Relationship labels use **snake_case verbs** (e.g. `works_on`, `manages`, `uses`,
`knows`, `located_in`, `part_of`, `created_by`).
## JSON Parsing
The raw model response is matched with `/\{[\s\S]*\}/` before parsing — this
tolerates any preamble or trailing prose the model emits alongside the JSON.

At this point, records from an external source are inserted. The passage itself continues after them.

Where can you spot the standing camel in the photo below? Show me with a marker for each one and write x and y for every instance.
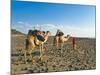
(60, 39)
(34, 39)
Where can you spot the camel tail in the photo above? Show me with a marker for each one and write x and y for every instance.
(26, 45)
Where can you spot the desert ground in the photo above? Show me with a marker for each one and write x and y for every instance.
(53, 60)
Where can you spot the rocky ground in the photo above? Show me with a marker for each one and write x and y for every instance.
(53, 59)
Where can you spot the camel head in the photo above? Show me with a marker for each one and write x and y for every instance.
(48, 33)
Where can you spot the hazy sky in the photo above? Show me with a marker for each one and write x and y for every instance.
(77, 20)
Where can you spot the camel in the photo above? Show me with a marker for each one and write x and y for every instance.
(60, 39)
(34, 39)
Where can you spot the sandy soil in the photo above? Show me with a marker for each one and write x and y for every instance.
(53, 60)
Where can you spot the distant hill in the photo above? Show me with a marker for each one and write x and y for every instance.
(14, 31)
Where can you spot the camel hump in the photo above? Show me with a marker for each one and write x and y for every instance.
(40, 38)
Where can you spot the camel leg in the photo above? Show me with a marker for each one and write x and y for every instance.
(25, 57)
(40, 52)
(30, 52)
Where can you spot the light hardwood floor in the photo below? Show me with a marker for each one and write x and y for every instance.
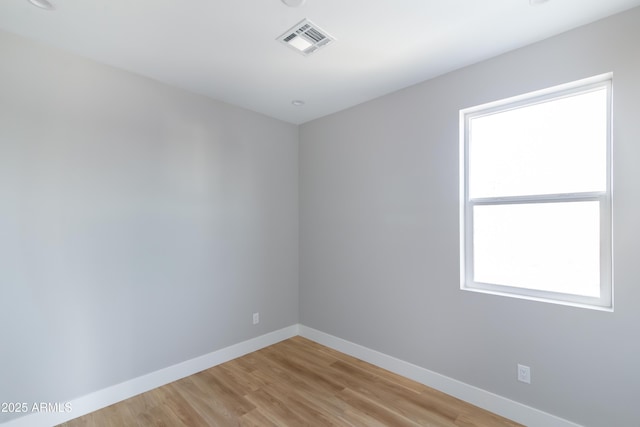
(296, 382)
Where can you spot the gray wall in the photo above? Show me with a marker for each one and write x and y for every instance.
(379, 236)
(140, 225)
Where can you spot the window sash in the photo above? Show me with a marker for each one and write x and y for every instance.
(605, 300)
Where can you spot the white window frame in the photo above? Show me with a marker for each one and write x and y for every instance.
(605, 301)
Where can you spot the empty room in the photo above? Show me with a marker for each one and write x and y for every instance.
(320, 212)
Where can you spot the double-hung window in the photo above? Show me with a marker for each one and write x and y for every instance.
(536, 195)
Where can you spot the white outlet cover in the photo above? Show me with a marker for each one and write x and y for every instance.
(524, 374)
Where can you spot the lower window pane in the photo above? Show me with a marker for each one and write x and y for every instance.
(542, 246)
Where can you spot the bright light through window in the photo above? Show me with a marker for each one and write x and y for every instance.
(536, 193)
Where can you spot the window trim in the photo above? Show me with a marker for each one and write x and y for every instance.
(604, 198)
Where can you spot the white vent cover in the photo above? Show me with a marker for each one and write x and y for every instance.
(305, 37)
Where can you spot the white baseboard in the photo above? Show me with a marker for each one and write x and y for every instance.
(513, 410)
(110, 395)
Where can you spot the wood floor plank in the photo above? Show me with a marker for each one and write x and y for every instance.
(296, 382)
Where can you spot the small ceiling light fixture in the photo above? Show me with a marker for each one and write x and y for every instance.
(42, 4)
(294, 3)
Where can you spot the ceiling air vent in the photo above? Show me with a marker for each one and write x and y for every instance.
(305, 37)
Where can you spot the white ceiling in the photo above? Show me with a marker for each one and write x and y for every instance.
(228, 50)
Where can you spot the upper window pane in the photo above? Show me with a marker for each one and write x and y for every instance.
(551, 147)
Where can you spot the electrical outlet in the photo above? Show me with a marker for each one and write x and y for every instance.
(524, 374)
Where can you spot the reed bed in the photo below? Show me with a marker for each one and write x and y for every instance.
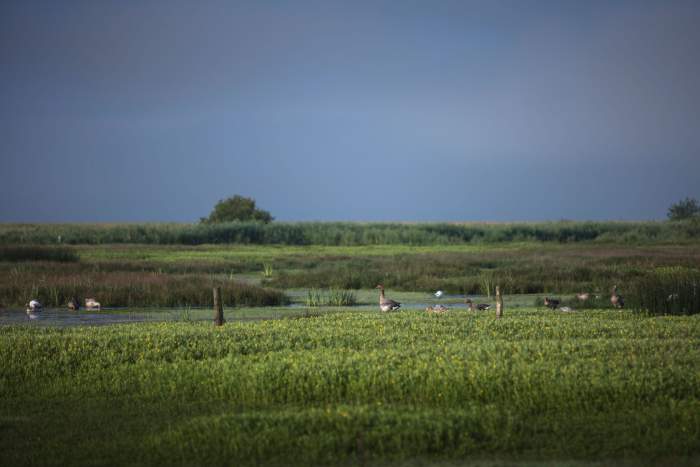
(667, 291)
(120, 289)
(348, 233)
(20, 253)
(332, 297)
(356, 388)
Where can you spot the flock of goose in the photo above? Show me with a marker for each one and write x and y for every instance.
(387, 304)
(34, 306)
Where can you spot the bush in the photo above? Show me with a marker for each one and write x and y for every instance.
(237, 208)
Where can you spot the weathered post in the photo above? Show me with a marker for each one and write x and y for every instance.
(499, 303)
(218, 307)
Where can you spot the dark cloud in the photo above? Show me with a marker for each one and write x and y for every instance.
(347, 110)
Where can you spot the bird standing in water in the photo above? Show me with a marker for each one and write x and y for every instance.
(386, 304)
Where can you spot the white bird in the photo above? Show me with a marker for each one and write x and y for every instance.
(439, 309)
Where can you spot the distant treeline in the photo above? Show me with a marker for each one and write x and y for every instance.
(348, 233)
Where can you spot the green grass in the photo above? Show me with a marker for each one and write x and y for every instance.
(356, 387)
(350, 233)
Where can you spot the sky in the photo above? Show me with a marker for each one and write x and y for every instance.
(134, 111)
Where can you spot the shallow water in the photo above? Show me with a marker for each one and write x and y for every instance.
(58, 317)
(63, 317)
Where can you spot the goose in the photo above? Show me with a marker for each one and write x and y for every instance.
(583, 296)
(34, 307)
(439, 309)
(474, 307)
(386, 304)
(616, 299)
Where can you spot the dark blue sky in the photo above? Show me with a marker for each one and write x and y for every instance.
(417, 111)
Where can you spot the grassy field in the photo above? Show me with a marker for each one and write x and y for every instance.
(155, 275)
(281, 385)
(350, 233)
(352, 388)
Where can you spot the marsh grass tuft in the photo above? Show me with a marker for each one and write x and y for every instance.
(667, 291)
(332, 297)
(38, 253)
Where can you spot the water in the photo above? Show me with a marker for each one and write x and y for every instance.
(60, 318)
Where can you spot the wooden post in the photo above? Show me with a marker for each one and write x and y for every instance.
(499, 303)
(218, 307)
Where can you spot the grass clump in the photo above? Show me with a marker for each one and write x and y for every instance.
(19, 253)
(332, 297)
(130, 289)
(667, 291)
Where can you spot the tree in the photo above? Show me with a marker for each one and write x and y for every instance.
(237, 208)
(684, 209)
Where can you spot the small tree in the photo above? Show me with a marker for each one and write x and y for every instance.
(684, 209)
(237, 208)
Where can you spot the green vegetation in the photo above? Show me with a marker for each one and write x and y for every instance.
(684, 209)
(667, 291)
(237, 208)
(151, 275)
(332, 297)
(355, 388)
(338, 233)
(129, 289)
(37, 253)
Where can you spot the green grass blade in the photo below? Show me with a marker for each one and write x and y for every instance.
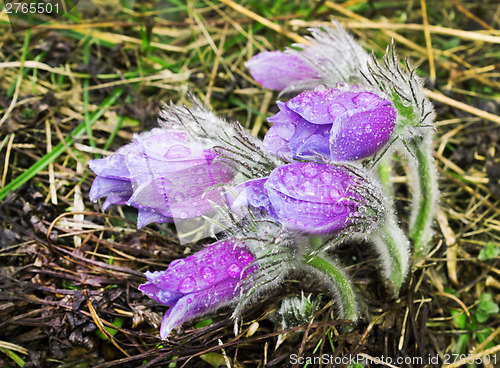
(59, 149)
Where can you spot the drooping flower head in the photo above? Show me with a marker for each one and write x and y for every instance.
(339, 125)
(313, 198)
(331, 56)
(279, 70)
(164, 173)
(199, 284)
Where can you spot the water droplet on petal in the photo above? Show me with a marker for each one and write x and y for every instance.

If the match fails or `JSON.parse` throws, the function logs a warning and
returns without writing anything.
## Entity Processing
For each entity in `parsed.entities`:
1. Validate `name`, `type` (must be in `ENTITY_TYPES`), and not in `IGNORED_NAMES`
2. Call `upsertEntity(name, type, notes)`:
- **Insert**: creates new row with `mention_count = 1`, `source = 'extraction'`
- **Conflict** on `(name, type)`: increments `mention_count`, updates `last_seen_at`, preserves existing `notes` if new extraction returns null
3. Add to `entityMap` keyed by `"${name}::${type}"` — used for relationship resolution below
4. Call `linkEntityToEpisode(entity.id, episodeId)` — writes to `entity_episodes` join table
5. Fire-and-forget: embed as `"${name} (${type}): ${notes}"` → store to Qdrant `entities` collection with `{ name, type, notes, projectId }` in payload
**Valid entity types:** `person`, `place`, `project`, `technology`, `concept`, `organization`
**Stoplist (ignored names):** `good morning`, `good night`, `hello`, `goodbye`, `thanks`, `thank you`
## Relationship Processing
After all entities are saved, relationships are processed:
1. For each entry in `parsed.relationships`, look up both endpoints in `entityMap` using `"${from}::${fromType}"` and `"${to}::${toType}"` as keys
2. If either endpoint is missing (filtered out, invalid type, or not in this extraction), the relationship is silently skipped
3. Call `upsertRelationship(fromId, toId, label, notes)`:
- **Insert**: creates new row with `mention_count = 1`
- **Conflict** on `(from_id, to_id, label)`: increments `mention_count`, preserves existing `notes` if new is null
Relationships are unidirectional in storage. Bidirectionality is handled at
query time by the graph traversal layer.
## Project Scoping
`projectId` is threaded through from the episode creation call. It is stored
in the Qdrant entity payload, which enables project-scoped entity search in
orchestration. SQLite entities and relationships are global — scoping only
applies at the Qdrant retrieval layer.
## Error Behaviour
All steps after the initial model call are wrapped in a single outer try/catch.
If Ollama is unreachable, returns a non-200 status, or the JSON cannot be
parsed, the function logs at `warn` level and returns. There is no retry logic.
Individual entity embedding failures are caught per-entity and logged at `warn`
level without affecting other entities in the same batch.